Artwork for podcast Data Mesh Radio
#166 Capital One's Data Mesh Journey and How They Created a New Product Along This Journey - Interview w/ Salim Syed
Episode 16611th December 2022 • Data Mesh Radio • Data as a Product Podcast Network
00:00:00 01:02:22

Share Episode

Shownotes

Sign up for Data Mesh Understanding's free roundtable and introduction programs here: https://landing.datameshunderstanding.com/

Please Rate and Review us on your podcast app of choice!

If you want to be a guest or give feedback (suggestions for topics, comments, etc.), please see here

Episode list and links to all available episode transcripts here.

Provided as a free resource by Data Mesh Understanding / Scott Hirleman. Get in touch with Scott on LinkedIn if you want to chat data mesh.

Transcript for this episode (link) provided by Starburst. See their Data Mesh Summit recordings here and their great data mesh resource center here. You can download their Data Mesh for Dummies e-book (info gated) here.

Salim's LinkedIn: https://www.linkedin.com/in/salim-syed-11981521/

Capital One Software: https://www.capitalone.com/software/

Capital One Slingshot: https://www.capitalone.com/software/solutions/

Capital One blog post on their use of Snowflake for data mesh: https://www.capitalone.com/software/blog/operationalizing-data-mesh/

In this episode, Scott interviewed Salim Syed, VP of Engineering at Capital One Software.

Some key takeaways/thoughts from Salim's point of view:

  1. !Contrarian!: "Data mesh works with central policy, central tooling, but federated ownership." Work to federate your infrastructure ownership, not just data ownership.
  2. No matter what size of domain or LoB, look to have the same responsibilities owned by each domain.
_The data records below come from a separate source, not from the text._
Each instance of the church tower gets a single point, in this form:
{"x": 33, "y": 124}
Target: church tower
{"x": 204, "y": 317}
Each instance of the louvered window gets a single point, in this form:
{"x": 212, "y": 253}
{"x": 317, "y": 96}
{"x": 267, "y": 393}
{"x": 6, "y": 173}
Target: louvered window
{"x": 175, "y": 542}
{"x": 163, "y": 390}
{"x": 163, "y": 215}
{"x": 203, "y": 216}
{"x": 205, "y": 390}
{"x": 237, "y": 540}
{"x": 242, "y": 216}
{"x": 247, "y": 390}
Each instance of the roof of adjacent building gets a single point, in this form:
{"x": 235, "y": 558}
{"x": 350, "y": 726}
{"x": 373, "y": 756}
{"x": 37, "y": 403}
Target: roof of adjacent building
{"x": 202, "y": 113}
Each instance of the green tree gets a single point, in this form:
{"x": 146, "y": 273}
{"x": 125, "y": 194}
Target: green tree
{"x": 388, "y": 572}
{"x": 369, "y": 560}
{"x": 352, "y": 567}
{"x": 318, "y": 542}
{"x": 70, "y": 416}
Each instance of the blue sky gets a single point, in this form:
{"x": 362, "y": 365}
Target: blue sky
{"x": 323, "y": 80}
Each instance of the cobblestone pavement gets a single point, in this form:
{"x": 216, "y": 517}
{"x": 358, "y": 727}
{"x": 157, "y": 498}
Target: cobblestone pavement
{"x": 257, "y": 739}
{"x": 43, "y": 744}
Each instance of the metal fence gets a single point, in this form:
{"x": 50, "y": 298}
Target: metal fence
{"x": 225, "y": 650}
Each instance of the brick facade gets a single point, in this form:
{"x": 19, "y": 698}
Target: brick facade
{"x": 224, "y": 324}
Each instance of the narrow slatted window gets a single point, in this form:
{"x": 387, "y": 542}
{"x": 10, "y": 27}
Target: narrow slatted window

They may fall under different people but the role they serve should look the same across the domains.
  3. Get your roles and responsibilities established first, then look to start tackling other challenges.
  4. Do your best to hide the data engineering complexity from your self-serve platform users. Help them do their job, not learn data engineering. Focus on creating a great experience for them in their workflows.
  5. Think about data risk from an opportunity standpoint: if you have strong risk controls, you can feel more comfortable giving more people wider access - you know what is allowed so you can potentially give them access to more data than if you didn't have tight controls.
  6. Doing federated anything right isn't about just giving people the tools/patterns/policies, you should focus on a usability layer. Should every team have to integrate and manage their data tools or should they be able to focus on doing what matters? What is their experience?
  7. Design your data platform to your personas - who's getting something done and how do they do their work? Also, always ensure your infrastructure and your governance are in sync. No one likes to manually update the data catalog or even worse when it drifts.
  8. Discoverable data doesn't have to mean everyone can access everything by default or that access is automatically granted. If people can find data and understand what the data is about plus then easily request access, that is enough. Also make granting access as painless and low risk as possible.
  9. Look at users' most common actions that cause major friction and focus on tackling those, whether they 'feel like part of a data platform' or not. For Capital One a few were reviewing/monitoring risk and supporting manual updates of production data.
  10. Cost controls are a crucial but often overlooked or ignored aspect of your governance - it's VERY easy to overspend in the cloud :)
  11. !Commercial Offering!: Capital One launched Capital One Software and its first product, Slingshot, after seeing how difficult it was to properly manage costs around data mesh, especially given the separation of storage and compute with Snowflake. Lines of business don't typically have cloud cost managers so they wanted to automate the controls and cost tracking/management/forecasting as much as possible.
  12. Don't make people in the business learn exactly how to tune to prevent or rectify cost inefficiencies. Again, back to experience, give them knobs and the right questions to assess their needs so they don't have to be an expert.
  13. Cloud bill surprises are so common, it's a meme. Build out tooling to help people forecast their cost and then track and alert against it. Slingshot helps Capital One teams forecast and control data costs. Don't wait until the end of the month to let someone know they went 50% over budget.
  14. ?Contrarian?: Your central team will likely be reluctant to give up some authority, especially in deciding how infrastructure is deployed. Look to retrain central teams to build self-service capabilities that create the guardrails to give them comfort but still federate infrastructure ownership to the lines of business.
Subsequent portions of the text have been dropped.